せっかく起きたのに再び地面に倒れたラッドを見て、やれやれと溜息をついた。
「──ということだ。悪いが早急に出て行かなきゃならない」
林での出来事を共有すると、皆一様に目を白黒させた。
ちょっと面白いと思ったのは秘密だ。
「山の主との取り決めだ。破ると何が起こるか分からない」
「えーっと……君、なに、獣を統べる能力もあるの?」
「ガナン、お前何言ってんだ。そんなわけねえだろ」
「それは僕のセリフだよ?」
傍目に不思議なことを言っている自覚もあるが、事実だ。野山や谷は獣たちが統べる世界、その頂点に立つ者は主となり、生き物たちの調整役を担う。人間が介入しえない不思議な仕組みだ。
郷に入っては郷に従えとは、必ずしも人間の関係性の話に限らない。人間界には人間界の掟やルールがあるように、自然界の掟には従わねば、淘汰されるのはこちらだ。

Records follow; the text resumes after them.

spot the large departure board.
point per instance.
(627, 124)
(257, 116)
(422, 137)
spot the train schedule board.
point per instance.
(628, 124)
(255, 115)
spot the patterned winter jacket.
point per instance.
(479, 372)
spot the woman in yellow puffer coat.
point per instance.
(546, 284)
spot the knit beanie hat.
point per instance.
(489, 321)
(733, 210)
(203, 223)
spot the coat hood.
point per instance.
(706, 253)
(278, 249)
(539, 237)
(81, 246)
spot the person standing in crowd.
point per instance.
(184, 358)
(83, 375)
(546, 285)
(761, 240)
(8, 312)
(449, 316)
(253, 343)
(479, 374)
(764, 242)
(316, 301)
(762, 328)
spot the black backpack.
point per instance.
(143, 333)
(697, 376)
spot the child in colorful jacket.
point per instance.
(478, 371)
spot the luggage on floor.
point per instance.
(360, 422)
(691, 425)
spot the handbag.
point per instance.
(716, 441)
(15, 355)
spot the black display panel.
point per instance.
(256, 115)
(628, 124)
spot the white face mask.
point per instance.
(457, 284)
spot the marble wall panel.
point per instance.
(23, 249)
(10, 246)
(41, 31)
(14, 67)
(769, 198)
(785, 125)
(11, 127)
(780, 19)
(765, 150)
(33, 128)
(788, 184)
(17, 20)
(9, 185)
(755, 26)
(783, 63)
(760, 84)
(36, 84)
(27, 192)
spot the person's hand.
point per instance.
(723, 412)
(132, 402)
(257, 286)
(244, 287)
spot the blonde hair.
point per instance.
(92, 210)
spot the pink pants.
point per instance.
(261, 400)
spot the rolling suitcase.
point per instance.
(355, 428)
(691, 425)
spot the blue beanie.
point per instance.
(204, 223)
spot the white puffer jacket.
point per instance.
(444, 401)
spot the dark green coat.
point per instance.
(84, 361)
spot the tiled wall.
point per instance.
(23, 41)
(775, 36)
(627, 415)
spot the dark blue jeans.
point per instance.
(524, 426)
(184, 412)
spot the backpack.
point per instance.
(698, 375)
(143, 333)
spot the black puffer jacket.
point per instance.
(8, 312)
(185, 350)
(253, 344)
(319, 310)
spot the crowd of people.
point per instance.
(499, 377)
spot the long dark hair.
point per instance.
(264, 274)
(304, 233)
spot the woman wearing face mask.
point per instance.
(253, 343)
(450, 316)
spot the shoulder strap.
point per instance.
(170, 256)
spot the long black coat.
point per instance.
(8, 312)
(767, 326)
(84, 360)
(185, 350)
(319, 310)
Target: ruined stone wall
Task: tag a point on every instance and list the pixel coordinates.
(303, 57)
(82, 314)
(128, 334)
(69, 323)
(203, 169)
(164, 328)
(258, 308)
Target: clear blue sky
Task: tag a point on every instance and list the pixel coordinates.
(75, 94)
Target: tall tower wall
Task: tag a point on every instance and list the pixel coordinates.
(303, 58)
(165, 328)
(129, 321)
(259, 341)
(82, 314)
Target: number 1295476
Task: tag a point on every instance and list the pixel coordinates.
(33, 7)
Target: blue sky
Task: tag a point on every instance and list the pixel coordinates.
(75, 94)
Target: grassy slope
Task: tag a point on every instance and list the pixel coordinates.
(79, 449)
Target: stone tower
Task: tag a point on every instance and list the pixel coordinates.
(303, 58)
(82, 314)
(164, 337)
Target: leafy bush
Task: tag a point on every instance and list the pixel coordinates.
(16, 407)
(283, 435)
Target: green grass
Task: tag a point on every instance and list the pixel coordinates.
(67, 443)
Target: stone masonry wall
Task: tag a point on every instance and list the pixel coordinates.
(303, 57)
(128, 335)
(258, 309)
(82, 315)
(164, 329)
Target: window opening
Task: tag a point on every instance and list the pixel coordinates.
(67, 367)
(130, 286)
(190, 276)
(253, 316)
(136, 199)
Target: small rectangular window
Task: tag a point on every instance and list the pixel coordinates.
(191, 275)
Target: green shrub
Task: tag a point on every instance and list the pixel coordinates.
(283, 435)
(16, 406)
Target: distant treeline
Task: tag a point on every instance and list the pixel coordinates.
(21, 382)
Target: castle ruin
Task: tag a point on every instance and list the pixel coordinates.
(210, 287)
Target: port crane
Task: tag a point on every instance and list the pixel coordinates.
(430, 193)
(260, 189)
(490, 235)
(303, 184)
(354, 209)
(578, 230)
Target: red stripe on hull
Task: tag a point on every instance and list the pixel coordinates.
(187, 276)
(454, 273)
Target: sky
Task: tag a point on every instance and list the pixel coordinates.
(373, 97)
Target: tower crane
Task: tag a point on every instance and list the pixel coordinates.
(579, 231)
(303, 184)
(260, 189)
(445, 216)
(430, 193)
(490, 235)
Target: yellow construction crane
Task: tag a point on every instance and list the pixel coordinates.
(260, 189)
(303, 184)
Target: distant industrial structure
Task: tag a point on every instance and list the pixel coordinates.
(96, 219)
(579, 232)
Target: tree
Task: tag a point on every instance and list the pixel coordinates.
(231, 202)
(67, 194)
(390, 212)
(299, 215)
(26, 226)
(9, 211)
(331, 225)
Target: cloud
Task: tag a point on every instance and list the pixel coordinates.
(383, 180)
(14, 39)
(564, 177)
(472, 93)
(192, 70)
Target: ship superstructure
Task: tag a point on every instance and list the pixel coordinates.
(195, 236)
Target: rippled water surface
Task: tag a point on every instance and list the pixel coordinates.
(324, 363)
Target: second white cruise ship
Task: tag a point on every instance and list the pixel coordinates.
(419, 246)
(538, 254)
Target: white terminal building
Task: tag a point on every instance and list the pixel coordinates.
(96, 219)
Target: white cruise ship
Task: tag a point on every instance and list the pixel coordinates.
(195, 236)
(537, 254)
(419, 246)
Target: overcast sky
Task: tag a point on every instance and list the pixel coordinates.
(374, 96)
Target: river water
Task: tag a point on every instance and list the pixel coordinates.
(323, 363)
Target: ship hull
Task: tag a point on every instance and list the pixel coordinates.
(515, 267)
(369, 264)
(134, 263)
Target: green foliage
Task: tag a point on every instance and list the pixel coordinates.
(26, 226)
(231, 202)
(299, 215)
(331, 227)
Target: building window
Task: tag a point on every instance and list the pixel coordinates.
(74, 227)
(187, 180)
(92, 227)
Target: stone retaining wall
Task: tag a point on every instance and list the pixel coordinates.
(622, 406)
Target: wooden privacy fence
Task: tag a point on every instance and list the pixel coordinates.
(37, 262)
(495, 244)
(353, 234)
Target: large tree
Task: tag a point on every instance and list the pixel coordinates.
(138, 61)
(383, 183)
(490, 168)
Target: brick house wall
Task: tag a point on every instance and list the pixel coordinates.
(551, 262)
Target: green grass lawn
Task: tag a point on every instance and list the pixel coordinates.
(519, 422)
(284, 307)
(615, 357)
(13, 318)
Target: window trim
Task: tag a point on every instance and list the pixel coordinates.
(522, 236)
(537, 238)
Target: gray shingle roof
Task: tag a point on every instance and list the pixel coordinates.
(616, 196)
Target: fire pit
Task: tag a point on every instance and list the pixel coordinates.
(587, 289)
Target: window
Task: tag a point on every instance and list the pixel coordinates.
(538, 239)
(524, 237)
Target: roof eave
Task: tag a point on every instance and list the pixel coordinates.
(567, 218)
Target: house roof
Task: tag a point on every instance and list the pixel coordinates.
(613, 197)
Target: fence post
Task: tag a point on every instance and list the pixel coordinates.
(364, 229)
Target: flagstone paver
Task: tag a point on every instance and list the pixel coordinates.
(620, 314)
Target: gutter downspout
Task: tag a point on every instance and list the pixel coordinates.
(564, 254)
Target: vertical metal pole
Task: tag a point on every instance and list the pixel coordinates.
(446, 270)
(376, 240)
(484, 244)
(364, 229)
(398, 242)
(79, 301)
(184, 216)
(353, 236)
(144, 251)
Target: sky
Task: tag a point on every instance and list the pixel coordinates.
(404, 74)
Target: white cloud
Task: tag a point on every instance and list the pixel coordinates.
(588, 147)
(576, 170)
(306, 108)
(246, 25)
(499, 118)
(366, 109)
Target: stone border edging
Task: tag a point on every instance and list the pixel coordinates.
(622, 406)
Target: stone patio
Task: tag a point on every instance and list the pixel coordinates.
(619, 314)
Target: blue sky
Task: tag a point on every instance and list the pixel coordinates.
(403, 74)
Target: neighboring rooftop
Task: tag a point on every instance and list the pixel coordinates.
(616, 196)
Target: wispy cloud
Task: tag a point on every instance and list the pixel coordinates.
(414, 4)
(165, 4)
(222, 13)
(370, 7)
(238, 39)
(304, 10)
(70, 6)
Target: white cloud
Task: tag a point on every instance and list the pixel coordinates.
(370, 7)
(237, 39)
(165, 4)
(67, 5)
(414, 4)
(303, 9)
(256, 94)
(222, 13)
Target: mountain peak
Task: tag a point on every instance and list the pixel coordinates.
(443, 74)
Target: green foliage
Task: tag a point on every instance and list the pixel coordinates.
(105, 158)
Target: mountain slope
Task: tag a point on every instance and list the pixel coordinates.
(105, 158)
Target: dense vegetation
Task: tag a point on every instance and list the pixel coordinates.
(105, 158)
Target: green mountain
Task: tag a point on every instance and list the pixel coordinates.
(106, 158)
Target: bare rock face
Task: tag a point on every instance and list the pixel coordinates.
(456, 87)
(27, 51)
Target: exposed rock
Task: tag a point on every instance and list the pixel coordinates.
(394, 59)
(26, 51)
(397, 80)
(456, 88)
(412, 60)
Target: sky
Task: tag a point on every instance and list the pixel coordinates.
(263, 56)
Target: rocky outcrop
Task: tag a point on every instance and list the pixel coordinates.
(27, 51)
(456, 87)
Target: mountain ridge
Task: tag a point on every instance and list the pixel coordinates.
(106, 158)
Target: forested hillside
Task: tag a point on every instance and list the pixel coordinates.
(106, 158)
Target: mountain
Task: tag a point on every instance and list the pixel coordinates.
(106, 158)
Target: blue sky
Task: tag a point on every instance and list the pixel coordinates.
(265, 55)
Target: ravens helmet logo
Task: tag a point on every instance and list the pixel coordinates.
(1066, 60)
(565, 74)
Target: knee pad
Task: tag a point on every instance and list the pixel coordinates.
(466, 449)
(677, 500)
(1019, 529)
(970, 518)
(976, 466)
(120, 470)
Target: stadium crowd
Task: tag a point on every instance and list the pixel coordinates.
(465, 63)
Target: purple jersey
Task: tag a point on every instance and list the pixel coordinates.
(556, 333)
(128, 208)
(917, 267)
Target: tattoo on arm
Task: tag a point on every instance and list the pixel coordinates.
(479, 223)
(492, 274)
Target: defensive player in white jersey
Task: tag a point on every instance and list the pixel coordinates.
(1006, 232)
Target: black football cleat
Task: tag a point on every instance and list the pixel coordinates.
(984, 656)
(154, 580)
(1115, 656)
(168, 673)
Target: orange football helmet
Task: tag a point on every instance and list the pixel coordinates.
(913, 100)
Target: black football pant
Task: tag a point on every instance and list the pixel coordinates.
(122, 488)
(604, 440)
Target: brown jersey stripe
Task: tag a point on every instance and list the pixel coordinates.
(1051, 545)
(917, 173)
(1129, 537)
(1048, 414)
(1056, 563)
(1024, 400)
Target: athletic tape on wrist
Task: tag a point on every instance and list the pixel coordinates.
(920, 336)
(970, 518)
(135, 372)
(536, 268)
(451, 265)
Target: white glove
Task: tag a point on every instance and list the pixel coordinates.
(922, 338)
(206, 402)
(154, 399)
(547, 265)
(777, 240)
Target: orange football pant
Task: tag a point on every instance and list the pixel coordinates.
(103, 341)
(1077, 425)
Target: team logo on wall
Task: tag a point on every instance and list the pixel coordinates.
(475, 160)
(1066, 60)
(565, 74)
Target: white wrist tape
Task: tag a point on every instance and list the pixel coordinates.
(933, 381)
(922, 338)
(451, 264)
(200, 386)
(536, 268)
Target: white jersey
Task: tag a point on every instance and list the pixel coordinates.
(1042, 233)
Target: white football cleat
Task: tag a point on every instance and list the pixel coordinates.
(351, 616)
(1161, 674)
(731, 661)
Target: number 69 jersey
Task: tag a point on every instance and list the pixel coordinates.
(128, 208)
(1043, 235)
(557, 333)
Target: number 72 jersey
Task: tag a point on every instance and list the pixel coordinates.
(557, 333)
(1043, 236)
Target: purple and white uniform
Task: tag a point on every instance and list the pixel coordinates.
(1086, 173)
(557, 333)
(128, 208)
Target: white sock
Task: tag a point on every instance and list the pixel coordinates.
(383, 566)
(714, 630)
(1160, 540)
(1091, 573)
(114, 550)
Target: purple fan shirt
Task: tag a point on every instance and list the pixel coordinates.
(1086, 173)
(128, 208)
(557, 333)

「ナダ。それって、私たちも出て行かなきゃならないかしら」
ダイニングテーブルでガナンの隣に座るローズが首を傾げた。栗色の長い髪の毛が揺れる。
俺は首を振ってみせた。
「主が警戒していたのはラッドじゃない、俺だ。キースの能力を感じ取ったらしい。二人は俺たちが来るよりずっと前からここにいた。引き続きここで生活しても問題はないと思う。まあ、使いの狼が来たら、その時に対応すればいい」
「誰もがあなたみたいに動物と仲よくできる訳じゃないのよ。けど、ひとまずそうね、分かったわ。ボスには振られたって伝えておく」
……嘘をついているようには見えない。
視線を送っていると、ローズはふっと笑んだ。
「何よ。信じられない?」
「こっそり俺らを監視するんじゃないか」
「ストレートに聞かれて正直に答えると思う? 正直なところ、他にも仕事があるのよ。あなたたちの監視なんて骨が折れそうだし、肩の荷が下りてせいせいしたわ。それにガナンも休ませなきゃね」
「休んでるでしょ」
「全然足りない。今のあなたに課せられた仕事は“休息”よ、分かってるんでしょうね」
ローズは一体どんな“休ませ方”をしているんだろう。気になるが、世の中知らない方が吉と出ることもある。
イコとベイに声をかけて、席から立ちあがった。これ以上ボロを出す前に退散したい。頭がいいフリなんかするものじゃない、こめかみがズキズキと疼いて仕方がない。
「そうそう、ナダ」
玄関の戸が閉まる直前、ガナンの声が追いかけてきた。
「ジゼル殿によろしく」
──パタン。
足の裏が地面に縫い留められたようだ。
渇いた喉を潤そうと生唾を飲み込む。あまり効果はなかった。ただ粘つきを増しただけだった。
動かない俺を、ベイとイコが怪訝そうに振り返る。二人は何も問わない。銀色の光を冷たい風が、ただ揺らす。
「車の中で話そう、ナダ」
武骨な手が俺の肩を揺らした。車の助手席に押し込まれた。
「あんまり動揺すんな。こうやって揺さぶりを掛けんのはガナンの常套手段だ」
「でも……だけど、ベイ」
助手席から見える景色からどんどん色が失われていく。
最初から世界に色なんてなかったかのように。